In our Nanny 911 episode last Sunday we learned about the birth of Jacob and Esau. Although twins, the boys weren’t identical in appearance or in character. Esau was covered in hair (in fact the name Esau means “hairy”) while Jacob had smooth skin. Esau loved the great outdoors and the thrill of hunting wild animals while Jacob stayed close to home caring for his father’s flock and puttering around the kitchen with Mom. Although Jacob was younger and the quieter of the two boys, God promised that he would be the dominant one, and the one to receive the birthright usually reserved for the eldest son. Receiving the birthright not only meant inheriting a larger portion of Dad’s estate, it meant benefiting from the promise God had given to Grandpa Abraham that the savior would come through his family line. The birthright is something each boy should have valued and sought – not so much for the property one stood to inherit but for the honor of being a direct ancestor of the Messiah. What happens in our episode shows that only one boy truly valued this blessing.
One day, Esau came home from a hunting trip famished. As he drew near the tents his family called home, he smelled something delicious. He quickened his pace to the outdoor kitchen where he found Jacob stirring a pot of lentil stew. Esau said to his brother: “Quick, let me have some of that red stew!” (Genesis 25:30a) That English translation doesn’t quite capture Esau’s desperate impatience. Esau literally barked: “Let me gulp some of that red stuff. That red stuff there!” Esau didn’t care what Jacob had cooked up, he just needed something to fill his stomach, and now! (Esau’s identification of the stew as that “red stuff” helped another nickname he had received at birth to stick. Because Esau was not only hairy but had darker skin than Jacob, he was called “Edom” – Hebrew for “red.” Now he would also be known as Edom for having called his brother’s stew that “red stuff.”)

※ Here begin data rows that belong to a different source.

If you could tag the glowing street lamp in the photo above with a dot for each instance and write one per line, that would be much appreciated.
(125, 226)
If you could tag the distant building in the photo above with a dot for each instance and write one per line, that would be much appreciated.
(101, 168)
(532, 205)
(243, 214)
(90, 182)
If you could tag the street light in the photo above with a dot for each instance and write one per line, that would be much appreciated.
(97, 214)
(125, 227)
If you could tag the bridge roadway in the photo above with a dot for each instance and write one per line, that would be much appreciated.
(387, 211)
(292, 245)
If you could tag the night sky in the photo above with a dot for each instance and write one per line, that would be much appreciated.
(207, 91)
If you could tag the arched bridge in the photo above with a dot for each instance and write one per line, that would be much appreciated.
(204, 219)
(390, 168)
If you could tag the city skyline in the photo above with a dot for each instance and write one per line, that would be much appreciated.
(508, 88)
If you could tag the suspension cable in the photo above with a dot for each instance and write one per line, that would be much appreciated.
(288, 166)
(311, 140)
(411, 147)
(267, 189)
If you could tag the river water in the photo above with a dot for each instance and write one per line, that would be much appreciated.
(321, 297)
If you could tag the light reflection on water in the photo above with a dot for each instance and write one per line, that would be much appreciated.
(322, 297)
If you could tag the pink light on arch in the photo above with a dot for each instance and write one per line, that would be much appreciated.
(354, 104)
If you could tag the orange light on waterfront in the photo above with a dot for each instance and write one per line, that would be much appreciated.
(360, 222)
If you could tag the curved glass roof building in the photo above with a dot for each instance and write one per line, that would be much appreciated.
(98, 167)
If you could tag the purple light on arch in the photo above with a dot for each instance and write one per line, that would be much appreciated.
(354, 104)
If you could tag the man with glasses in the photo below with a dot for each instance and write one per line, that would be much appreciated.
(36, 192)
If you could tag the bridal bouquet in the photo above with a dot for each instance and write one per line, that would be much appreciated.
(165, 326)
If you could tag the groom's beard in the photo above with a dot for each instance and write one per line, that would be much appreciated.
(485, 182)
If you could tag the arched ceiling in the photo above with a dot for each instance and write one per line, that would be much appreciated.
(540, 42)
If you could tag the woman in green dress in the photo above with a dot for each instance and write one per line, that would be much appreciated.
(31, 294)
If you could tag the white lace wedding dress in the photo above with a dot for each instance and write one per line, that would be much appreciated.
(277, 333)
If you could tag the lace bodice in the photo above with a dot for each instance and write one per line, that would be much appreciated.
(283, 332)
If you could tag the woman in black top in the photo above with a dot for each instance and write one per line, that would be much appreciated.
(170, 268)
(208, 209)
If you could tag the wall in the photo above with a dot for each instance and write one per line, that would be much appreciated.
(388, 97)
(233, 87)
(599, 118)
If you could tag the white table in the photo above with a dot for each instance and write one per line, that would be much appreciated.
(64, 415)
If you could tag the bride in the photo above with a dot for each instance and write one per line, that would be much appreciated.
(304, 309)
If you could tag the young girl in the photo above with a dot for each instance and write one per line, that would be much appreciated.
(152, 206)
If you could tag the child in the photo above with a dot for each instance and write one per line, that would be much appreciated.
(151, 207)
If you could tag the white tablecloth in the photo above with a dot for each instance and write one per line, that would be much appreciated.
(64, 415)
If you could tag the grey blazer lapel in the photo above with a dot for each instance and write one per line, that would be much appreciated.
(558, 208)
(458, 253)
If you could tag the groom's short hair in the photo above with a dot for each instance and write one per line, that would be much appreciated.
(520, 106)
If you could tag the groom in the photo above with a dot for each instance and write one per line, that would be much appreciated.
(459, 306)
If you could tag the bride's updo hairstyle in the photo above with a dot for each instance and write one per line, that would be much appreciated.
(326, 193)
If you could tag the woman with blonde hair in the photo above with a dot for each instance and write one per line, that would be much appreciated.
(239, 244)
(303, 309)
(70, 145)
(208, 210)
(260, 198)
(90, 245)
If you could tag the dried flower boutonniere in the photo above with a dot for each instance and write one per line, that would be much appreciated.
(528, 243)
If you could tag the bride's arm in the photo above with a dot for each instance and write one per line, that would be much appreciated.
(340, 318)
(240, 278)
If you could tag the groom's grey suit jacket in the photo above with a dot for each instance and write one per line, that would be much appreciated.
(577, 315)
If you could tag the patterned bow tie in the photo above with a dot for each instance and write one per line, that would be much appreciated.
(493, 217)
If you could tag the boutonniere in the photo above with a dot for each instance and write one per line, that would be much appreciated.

Jacob answered his brother’s demand with a demand of his own: “First sell me your birthright” (Genesis 25:31). While Jacob’s stew may have been aromatic, his attitude was unsavory. When your brother is hungry and asks for food, you don’t say: “I’ll sell you some” (John Jeske). What was Jacob up to anyway? Jacob was trying to secure the birthright that God had said would be his. Do you see the irony in this? Jacob was trying to purchase something that already belonged to him (Martin Luther)! How often don’t we do the same when we think that there is something we must do to get into heaven? Jesus proclaimed from the cross: “It is finished!” (John 19:30). With that he assured us that all has been done for sinners to enter heaven. Jesus paid for every single one of our sins. There is nothing we must do to secure eternal life. God doesn’t need our help in the matter. He’s done it all through Jesus! Believe it!
While Jacob was guilty of thinking God needed his help to fulfill his promises, he at least knew what was worth securing. His older brother Esau didn’t have a clue in the matter. When Jacob demanded the birthright in exchange for a bowl of stew Esau responded: “Look, I am about to die. What good is the birthright to me?” (Genesis 25:32) And so after swearing to give Jacob the birthright Esau ate and drank and left with hardly a thought of what he had just given up. The sacred writer sadly comments that in so doing Esau despised the birthright (Genesis 25:34). Esau didn’t think the birthright to be worth more than a couple of loonies you and I might throw to a sidewalk vendor selling corndogs. Esau thought this way because he lived for the immediate and not the ultimate (Richard Lauersdorf).